Four-man 140-pound tournament: Khan seemed to love the idea of an informal four-man competition, with him fighting Marcos Maidana, Timothy Bradley fighting Devon Alexander and then the winners fighting each other. I love the idea too. The semi-final fights would be tremendous. I think Khan would outbox Maidana but the Argentine can end any fight an instant with his power, particularly in light of Khan’s questionable chin. I’d pick Alexander over Bradley because of his power but that’s really a pick-em fight. And then imagine the build up to the fight between the winners. It would have the feel of the Super Six tournament.
Top Rank and Golden Boy: I would still be shocked if Manny Pacquiao and Floyd Mayweather Jr. are able to come to terms on a fight in November for several reasons, including their positions on drug testing. The promoters seem to be going into negotiations with a bit of strategy that could serve them well: Don’t negotiate the fight in the media. That often leads to clash of giant egos, as it did during the talks for a March 13 fight that fell apart. Those of us who would like to see the fight can only hope that the gargantuan amount of money the fighters stand to make supersedes their egos this time.
SECOND BEST U.S. DEBUT
Sergiy Dzinziruk: New country, new promoters, same Dzinziruk. The Ukrainian southpaw, now co-handled by Gary Shaw, used a wicked right jab and some hard lefts to break down and stop game late-replacement Daniel Dawson on Friday. It was the sixth defense of his 154-pound title. Dzinziruk, reminiscent of fellow Ukrainians Wladimir and Vitali Klitschko, isn’t a crowd pleaser but he seems to be extremely fit and cooly efficient. Dawson, decent but overmatched, had no chance in this fight. And remember: Dzinziruk hadn’t fought in 18 months because of a contract dispute with former promoter Universum. I think Dzinziruk could give any 154-pounder trouble.
BEST CAREER SAVER
Julio Diaz: The two-time lightweight title holder had lost two in a row and three of five going into his junior welterweight fight against Herman Ngoudjo on Friday night. The losses were to good fighters but such lack of success placed him on the brink of extinction as a contender at 30. How did Diaz respond? With a solid victory over one-time contender in a similar position. Diaz didn’t look spectacular but fought a smart, disciplined fight against a fit, much-stronger opponent. Diaz fights in perhaps the deepest division in boxing, so it will be difficult for him to rise back to the top, but at least he gave himself a chance.

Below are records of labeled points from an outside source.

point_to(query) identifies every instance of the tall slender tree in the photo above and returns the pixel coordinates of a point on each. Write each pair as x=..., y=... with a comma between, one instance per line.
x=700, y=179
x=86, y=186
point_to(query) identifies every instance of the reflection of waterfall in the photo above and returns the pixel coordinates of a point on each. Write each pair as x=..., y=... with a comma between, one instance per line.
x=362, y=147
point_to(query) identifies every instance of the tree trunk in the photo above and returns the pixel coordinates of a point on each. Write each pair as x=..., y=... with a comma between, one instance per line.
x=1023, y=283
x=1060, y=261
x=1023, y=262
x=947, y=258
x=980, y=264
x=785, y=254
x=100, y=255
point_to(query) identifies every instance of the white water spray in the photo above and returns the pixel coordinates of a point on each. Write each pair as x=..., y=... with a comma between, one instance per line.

Kevin Mitchell: The Londoner obviously was embarrassed that Australian Michael Katsidis whacked him out in three rounds in front of the home fans, feelings that are understandable. However, he made a mistake by letting the excuses fly afterward. He said that training didn’t go well, that he had some late nights and that other “rows” contributed to his difficulties in the ring. Here’s the reality: He got his ass kicked by a better fighter. Every fighter who loses can come up with a plausible excuse. The most-sportsmanlike among them keep such thoughts to themselves and give their opponents credit, as Malignaggi did.
Amir Khan, as quoted by The Associated Press: “I remember going back to the corner in round 10, and Freddie said, ‘Go and send a statement to the world and send this guy off.’ And I sent him off.”